As if to echo that defiance, an Iraqi woman, who fled Baghuz and identified herself as Oum Mohammed, told cameras with the French news agency AFP this past week, "It's not a defeat, no, it's nothing."
"The brave ones are still left," she added. "Those who remain will win by the grace of God."
While few U.S. or SDF officials believe IS will be able to prevail in some sort of last stand at Baghuz, many worry that over the long term, the terror group could find a way to re-emerge and perhaps even attempt, at some point, to reclaim territory.
Sleeper cells a concern
U.S. defense and intelligence officials estimate IS has tens of thousands of fighters positioned across Syria and Iraq, some as part of sleeper cells that have already begun to activate.
Kurdish officials in Iraq warn that in some parts of Iraq, the terror group has free rein, essentially ruling the night even as government troops and police seem to be in charge by day.
The group's financial networks, while significantly degraded, remain functional.
And whether at the SDF screening centers outside Baghuz or in displaced-persons camps, their fervor has not abated.
In one incident at al-Hol this past Tuesday, security guards were forced to fire gunshots to disperse a crowd of about 200 angry women who were demanding to know what had become of their male relatives.
Cooks and janitors?
For now, most of the men are being held in SDF detention facilities, which are being pushed to the limit as the number of those in custody has about doubled in recent weeks.
Many of the men claim to be cooks or janitors, but U.S. officials say almost all 5,000 or so are in fact IS fighters.
More than 1,000 are foreign fighters, hailing from 50 countries spanning Europe, Central Asia, North Africa and the Middle East.
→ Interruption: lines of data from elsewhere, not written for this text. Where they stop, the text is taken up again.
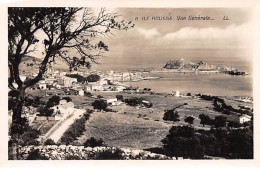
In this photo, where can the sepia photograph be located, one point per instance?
(103, 83)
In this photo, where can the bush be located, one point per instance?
(53, 101)
(75, 130)
(182, 142)
(234, 124)
(205, 120)
(171, 115)
(220, 121)
(93, 78)
(49, 142)
(189, 119)
(68, 99)
(29, 137)
(92, 142)
(99, 104)
(45, 111)
(35, 155)
(110, 155)
(120, 97)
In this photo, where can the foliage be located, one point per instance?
(234, 124)
(187, 142)
(92, 142)
(93, 78)
(171, 115)
(29, 137)
(19, 128)
(75, 130)
(68, 99)
(220, 121)
(99, 97)
(53, 101)
(135, 101)
(99, 104)
(78, 77)
(241, 144)
(45, 111)
(120, 97)
(109, 155)
(189, 119)
(36, 155)
(64, 31)
(49, 142)
(23, 134)
(182, 142)
(72, 157)
(205, 120)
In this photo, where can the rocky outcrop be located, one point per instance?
(184, 65)
(66, 152)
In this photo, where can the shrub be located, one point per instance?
(75, 130)
(120, 97)
(93, 78)
(29, 137)
(109, 155)
(182, 142)
(220, 121)
(92, 142)
(171, 115)
(234, 124)
(99, 104)
(49, 142)
(72, 157)
(205, 120)
(189, 119)
(45, 111)
(35, 155)
(68, 99)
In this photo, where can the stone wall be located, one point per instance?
(66, 152)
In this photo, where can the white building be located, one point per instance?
(42, 85)
(61, 111)
(81, 92)
(176, 93)
(112, 101)
(68, 81)
(244, 118)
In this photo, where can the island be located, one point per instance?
(183, 65)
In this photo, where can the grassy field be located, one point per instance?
(143, 128)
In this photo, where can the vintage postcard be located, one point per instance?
(99, 81)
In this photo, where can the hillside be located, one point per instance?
(184, 65)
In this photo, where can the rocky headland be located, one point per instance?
(183, 65)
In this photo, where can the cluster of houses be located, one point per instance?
(123, 76)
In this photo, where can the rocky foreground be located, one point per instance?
(69, 152)
(184, 65)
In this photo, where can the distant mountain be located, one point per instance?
(184, 65)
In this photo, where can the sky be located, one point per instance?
(151, 43)
(157, 41)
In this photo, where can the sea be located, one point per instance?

The remainder come from Syria or Iraq.
U.S. officials suspect many of them are content to bide their time in prisons, waiting for a chance to escape and eventually rejoin the struggle.
The U.S. believes the SDF can handle them, for now, but that without more aid from the international community, another crisis may erupt.
"This is a serious generational problem that if not handled properly will sow the seeds of future violent extremism," Votel said.
For now, though, the focus remains on Baghuz, where at least on Friday, the exodus has stopped.
"We are waiting for [Saturday] morning or perhaps until the afternoon," SDF spokesman Mustafa Bali told Reuters Friday. "If no civilian or terrorist comes out, we will launch our military operation anew."
U.S. officials, though, remain cautious, warning IS may simply be trying to buy more time.
"They'll negotiate and fight, and negotiate and fight," the senior defense official said late Friday.
"Maybe we're done in the next couple of days," the official said. "I hesitate to put a number on it."
VOA's Margaret Besheer contributed this report.